22.       We have consulted many in the healthcare sector on this. Healthcare professionals and patients alike are supportive as it enables care continuity and patient safety. However, we recognise that some care providers may face challenges and they may have concerns. MOH will help them. 

23.       MOH will be increasing support for contributions to the NEHR. We will be providing clinical and technical expertise, as well as financial support, to help healthcare providers make the transition. 

24.       First, we will organise workshops and focus groups among different stakeholders over the next few months, to better understand their concerns and how we can help them contribute to the NEHR.  We will also run a series of technical workshops for IT vendors of clinic management or medical record software to help them meet the data requirements. 

25.       Second, we will make online resources available for providers and vendors to get advice on how to contribute data to the NEHR, where to seek assistance and how to access the support provided. 

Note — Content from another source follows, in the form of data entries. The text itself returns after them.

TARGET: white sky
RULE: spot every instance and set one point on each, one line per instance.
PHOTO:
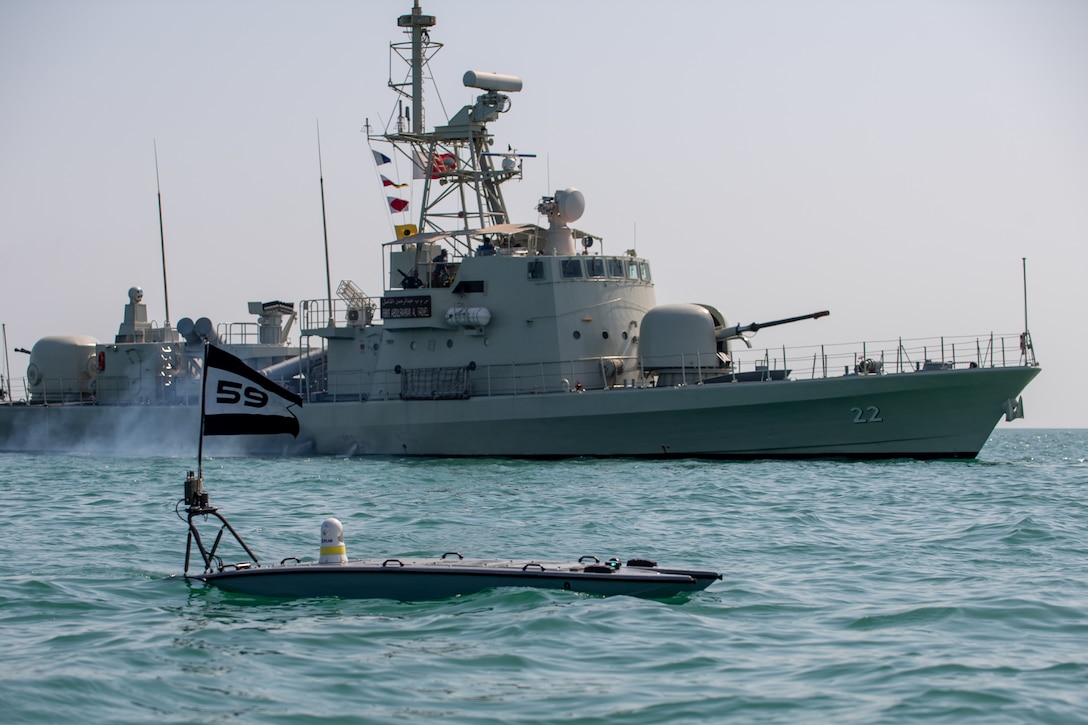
(890, 161)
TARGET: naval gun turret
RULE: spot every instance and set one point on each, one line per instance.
(737, 332)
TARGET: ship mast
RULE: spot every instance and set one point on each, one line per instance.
(460, 185)
(417, 24)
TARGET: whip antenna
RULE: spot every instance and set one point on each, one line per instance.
(324, 229)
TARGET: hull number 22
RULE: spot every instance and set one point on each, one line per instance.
(870, 414)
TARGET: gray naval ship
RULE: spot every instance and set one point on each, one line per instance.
(501, 339)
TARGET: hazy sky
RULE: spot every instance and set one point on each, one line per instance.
(889, 161)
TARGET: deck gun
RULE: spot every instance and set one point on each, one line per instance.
(737, 332)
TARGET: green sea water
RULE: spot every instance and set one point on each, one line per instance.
(891, 591)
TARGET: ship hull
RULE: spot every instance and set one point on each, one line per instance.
(940, 414)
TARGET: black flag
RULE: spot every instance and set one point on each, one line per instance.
(238, 401)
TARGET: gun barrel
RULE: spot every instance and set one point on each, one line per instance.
(738, 330)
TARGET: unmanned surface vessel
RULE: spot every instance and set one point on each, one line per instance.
(413, 578)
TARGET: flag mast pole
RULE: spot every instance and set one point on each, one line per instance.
(204, 392)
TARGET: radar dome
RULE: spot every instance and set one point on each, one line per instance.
(570, 204)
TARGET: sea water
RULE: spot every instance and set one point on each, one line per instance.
(854, 591)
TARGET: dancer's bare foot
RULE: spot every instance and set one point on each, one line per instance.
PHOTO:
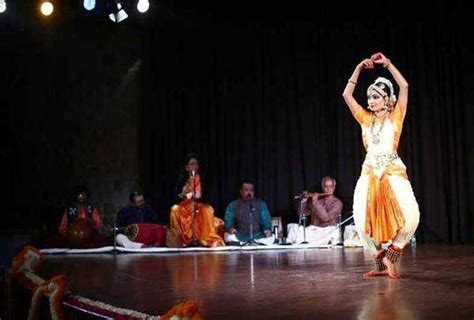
(391, 269)
(375, 273)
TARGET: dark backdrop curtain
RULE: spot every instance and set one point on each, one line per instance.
(262, 100)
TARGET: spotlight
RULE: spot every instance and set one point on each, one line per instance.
(89, 4)
(47, 8)
(143, 6)
(118, 13)
(3, 6)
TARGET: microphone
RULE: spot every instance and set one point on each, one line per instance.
(251, 208)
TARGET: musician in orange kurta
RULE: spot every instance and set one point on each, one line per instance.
(385, 208)
(193, 222)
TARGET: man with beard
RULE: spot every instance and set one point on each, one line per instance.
(248, 219)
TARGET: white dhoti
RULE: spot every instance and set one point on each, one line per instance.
(233, 238)
(314, 235)
(124, 241)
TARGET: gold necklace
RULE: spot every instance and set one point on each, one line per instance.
(376, 136)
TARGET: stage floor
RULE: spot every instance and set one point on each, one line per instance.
(438, 283)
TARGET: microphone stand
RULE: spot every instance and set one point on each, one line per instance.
(194, 243)
(251, 241)
(303, 221)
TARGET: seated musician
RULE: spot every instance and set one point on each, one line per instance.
(248, 218)
(136, 223)
(324, 210)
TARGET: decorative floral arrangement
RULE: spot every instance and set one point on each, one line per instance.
(24, 267)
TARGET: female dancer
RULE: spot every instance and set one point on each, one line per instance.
(385, 208)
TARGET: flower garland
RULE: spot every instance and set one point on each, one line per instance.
(23, 269)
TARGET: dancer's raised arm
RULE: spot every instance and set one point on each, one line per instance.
(353, 105)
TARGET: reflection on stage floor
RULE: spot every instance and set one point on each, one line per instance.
(438, 283)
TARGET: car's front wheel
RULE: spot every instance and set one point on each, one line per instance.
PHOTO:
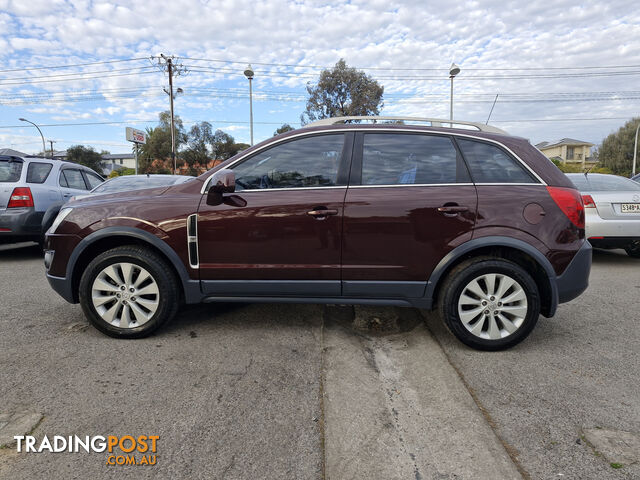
(128, 292)
(489, 303)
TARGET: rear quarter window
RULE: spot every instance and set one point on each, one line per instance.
(490, 164)
(10, 171)
(38, 172)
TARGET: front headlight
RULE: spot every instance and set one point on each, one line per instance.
(62, 214)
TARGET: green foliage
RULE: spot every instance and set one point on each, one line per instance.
(616, 151)
(122, 171)
(284, 128)
(86, 156)
(342, 91)
(224, 146)
(158, 146)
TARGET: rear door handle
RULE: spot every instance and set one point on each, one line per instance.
(321, 213)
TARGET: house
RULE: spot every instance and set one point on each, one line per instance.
(117, 161)
(568, 151)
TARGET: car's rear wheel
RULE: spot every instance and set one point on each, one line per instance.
(128, 292)
(633, 249)
(489, 303)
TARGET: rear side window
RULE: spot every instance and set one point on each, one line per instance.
(10, 171)
(398, 159)
(73, 179)
(38, 172)
(490, 164)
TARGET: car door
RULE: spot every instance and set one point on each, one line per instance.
(71, 183)
(409, 202)
(280, 233)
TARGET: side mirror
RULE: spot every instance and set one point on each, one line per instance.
(223, 181)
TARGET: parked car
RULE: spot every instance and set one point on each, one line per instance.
(476, 223)
(113, 185)
(29, 185)
(612, 208)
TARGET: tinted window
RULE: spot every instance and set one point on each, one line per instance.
(307, 162)
(74, 179)
(395, 159)
(490, 164)
(10, 170)
(93, 180)
(38, 172)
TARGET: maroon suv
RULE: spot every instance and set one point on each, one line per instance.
(476, 223)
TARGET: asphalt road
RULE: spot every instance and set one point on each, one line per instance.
(236, 391)
(578, 370)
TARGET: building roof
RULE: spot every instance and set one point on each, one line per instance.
(563, 141)
(11, 152)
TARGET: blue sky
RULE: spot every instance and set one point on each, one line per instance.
(569, 69)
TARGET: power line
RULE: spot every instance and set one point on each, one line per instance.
(72, 65)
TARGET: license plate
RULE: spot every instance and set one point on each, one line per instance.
(630, 207)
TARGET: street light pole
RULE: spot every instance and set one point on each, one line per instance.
(44, 147)
(453, 71)
(249, 74)
(635, 152)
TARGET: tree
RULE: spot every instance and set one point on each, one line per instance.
(616, 151)
(223, 146)
(158, 146)
(196, 153)
(342, 91)
(86, 156)
(284, 128)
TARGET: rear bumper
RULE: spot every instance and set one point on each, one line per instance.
(597, 226)
(575, 278)
(20, 223)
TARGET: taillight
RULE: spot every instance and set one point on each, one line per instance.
(570, 202)
(21, 197)
(588, 201)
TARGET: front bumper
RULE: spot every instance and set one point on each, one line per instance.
(575, 279)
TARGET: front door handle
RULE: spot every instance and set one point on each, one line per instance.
(453, 209)
(322, 213)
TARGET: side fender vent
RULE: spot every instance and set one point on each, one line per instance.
(192, 240)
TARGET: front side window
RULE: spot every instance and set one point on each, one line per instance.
(307, 162)
(397, 159)
(490, 164)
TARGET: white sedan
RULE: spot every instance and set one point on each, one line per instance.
(612, 210)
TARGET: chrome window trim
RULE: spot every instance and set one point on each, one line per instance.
(205, 185)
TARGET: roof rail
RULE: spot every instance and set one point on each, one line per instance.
(435, 122)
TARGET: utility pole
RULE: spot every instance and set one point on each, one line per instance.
(165, 63)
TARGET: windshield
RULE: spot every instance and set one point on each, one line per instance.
(604, 183)
(10, 170)
(121, 184)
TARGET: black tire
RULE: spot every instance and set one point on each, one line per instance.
(633, 249)
(454, 286)
(168, 297)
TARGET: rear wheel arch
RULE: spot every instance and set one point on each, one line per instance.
(516, 251)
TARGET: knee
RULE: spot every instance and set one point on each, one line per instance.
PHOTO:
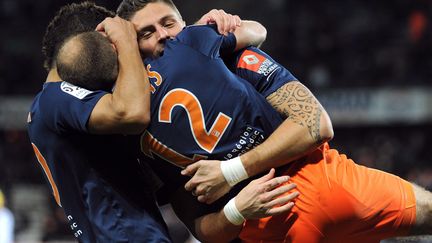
(423, 222)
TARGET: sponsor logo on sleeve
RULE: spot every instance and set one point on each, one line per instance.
(257, 63)
(75, 91)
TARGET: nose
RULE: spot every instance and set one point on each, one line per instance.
(162, 32)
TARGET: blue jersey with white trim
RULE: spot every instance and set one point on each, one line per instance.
(96, 179)
(259, 69)
(200, 109)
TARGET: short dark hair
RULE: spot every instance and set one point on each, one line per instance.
(89, 61)
(128, 8)
(70, 20)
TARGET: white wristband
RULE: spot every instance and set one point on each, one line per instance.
(233, 171)
(232, 214)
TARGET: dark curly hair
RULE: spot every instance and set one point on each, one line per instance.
(70, 20)
(89, 61)
(128, 8)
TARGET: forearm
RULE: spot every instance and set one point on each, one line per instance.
(131, 96)
(250, 33)
(306, 127)
(216, 228)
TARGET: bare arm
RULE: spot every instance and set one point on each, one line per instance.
(306, 127)
(250, 33)
(263, 197)
(127, 109)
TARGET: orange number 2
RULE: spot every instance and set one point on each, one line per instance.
(207, 140)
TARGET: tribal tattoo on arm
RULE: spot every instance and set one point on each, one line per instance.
(299, 105)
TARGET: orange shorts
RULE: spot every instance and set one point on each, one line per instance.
(339, 201)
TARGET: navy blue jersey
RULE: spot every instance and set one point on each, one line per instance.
(259, 69)
(96, 179)
(200, 109)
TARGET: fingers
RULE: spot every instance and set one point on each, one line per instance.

26.      Third, we will provide an Early Contribution Incentive to encourage early adoption of NEHR before the legislative requirement takes effect. This will help healthcare providers and labs defray part of the costs associated with enhancing their IT systems to be NEHR-ready. As this is an incentive to encourage early adoption, only early birds that start contributing medical data to the NEHR will receive the funding. We have set aside a budget of S$20 million for this. Our healthtech agency, the Integrated Health Information Systems (or IHiS), will work with healthcare providers and labs to provide this support and funding from today. 

27.       Healthcare providers and professionals have also given other feedback such as system security and safeguards.  We will certainly work with healthcare providers, professionals and other stakeholders in the coming months to see where we can further strengthen and refine.  

 

Conclusion 

28.       Ladies and Gentlemen, the transformation of our healthcare ecosystem and workforce is a journey. It is a journey that we need to take together – as leaders, educators, researchers, industry partners, healthcare workers, patients, caregivers as well as individuals.   

29.       Only if we share the same vision of future health, can we lay a strong foundation for better skills and better work for our healthcare professionals, and deliver better care for Singaporeans. 

30.       I congratulate the organising committee for putting together a successful and thought-provoking programme and I wish all of you a fruitful 3 days of co-learning from one another. Thank you.